**Recognise When x and y Satisfy an Equation** *KS3 Revision*

## What you need to know

**Things to remember:**

- To see if something “satisfies” something else in maths, it just means to check that it works or is true.
- We use substitution to see if values satisfy an equation.
- If the equation is already in a form that one letter equals everything else, you just need to substitute the other one!

*Does x=4 and y=3 satisfy the equation y=4x-13?*

To see if these values satisfy the equation, all we have to do is substitute them in. We can do this with one of two methods:

**Method 1: **Substitute both numbers in at the same time.

y=4x-13

3=4\times4-13

3=16-13

3=3

It is true that 3 does equal 3, so these values must satisfy the equation! What would happen if, say, x=6?

** **

y=4x-13

3=4\times6-13

3=24-13

3=11

Well, this isn’t right, 3 doesn’t equal 11, so we must know that these values don’t work.
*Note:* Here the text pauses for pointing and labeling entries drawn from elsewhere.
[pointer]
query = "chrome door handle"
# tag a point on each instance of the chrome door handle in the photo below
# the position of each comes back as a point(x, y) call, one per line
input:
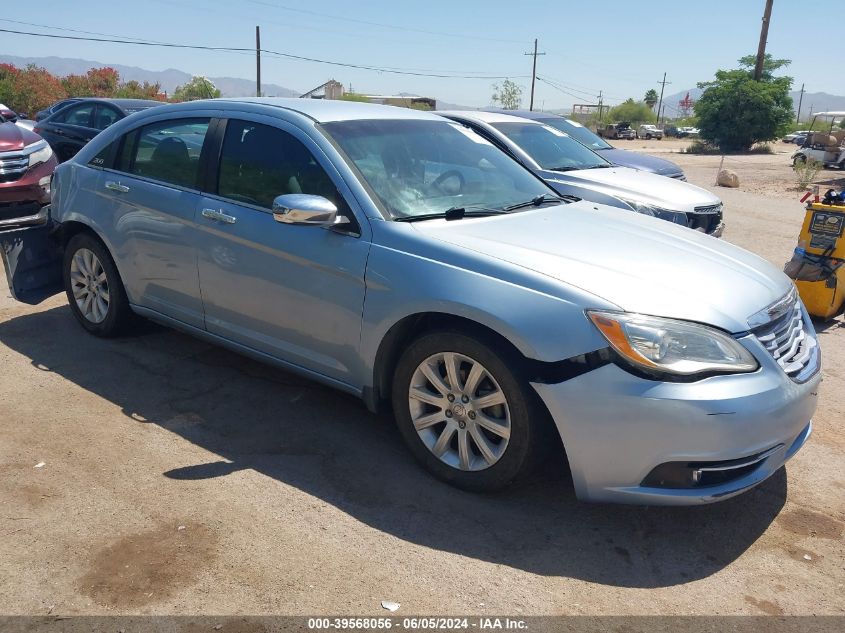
point(116, 186)
point(219, 216)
If we go back to our original values, we can try **Method 2,** which we use when the equation has one of the letters by itself.

**Method 2: **If the equation is already in a form so that one of the letters is already by itself, we substitute the other one.

Our equation is already just y= something, so we can substitute x and see if the answer is the same as our original value of y=.

y=4x-13

y=4\times4-13

y=16-13

y=3

This is the same as what we started with, so our values satisfy the equation!

## Example Questions

**Question 1:** *Do x=6 and y=5 satisfy the equation y+2=2x+8?*

y+2=2x+8

5+2=2\times6+8

7=12+8

7=20

7 doesn’t equal 20, so our values don’t satisfy the equaton!

**Question 2:** *Do x=9 and y=12 satisfy the equation y=3x-15?*

*Hint:** We have y= something, so we can just substitute x in.*

y=3x-15

y=3\times9-15

y=27-15

y=12

This is what y equalled in the beginning, so these values do satisfy the equation!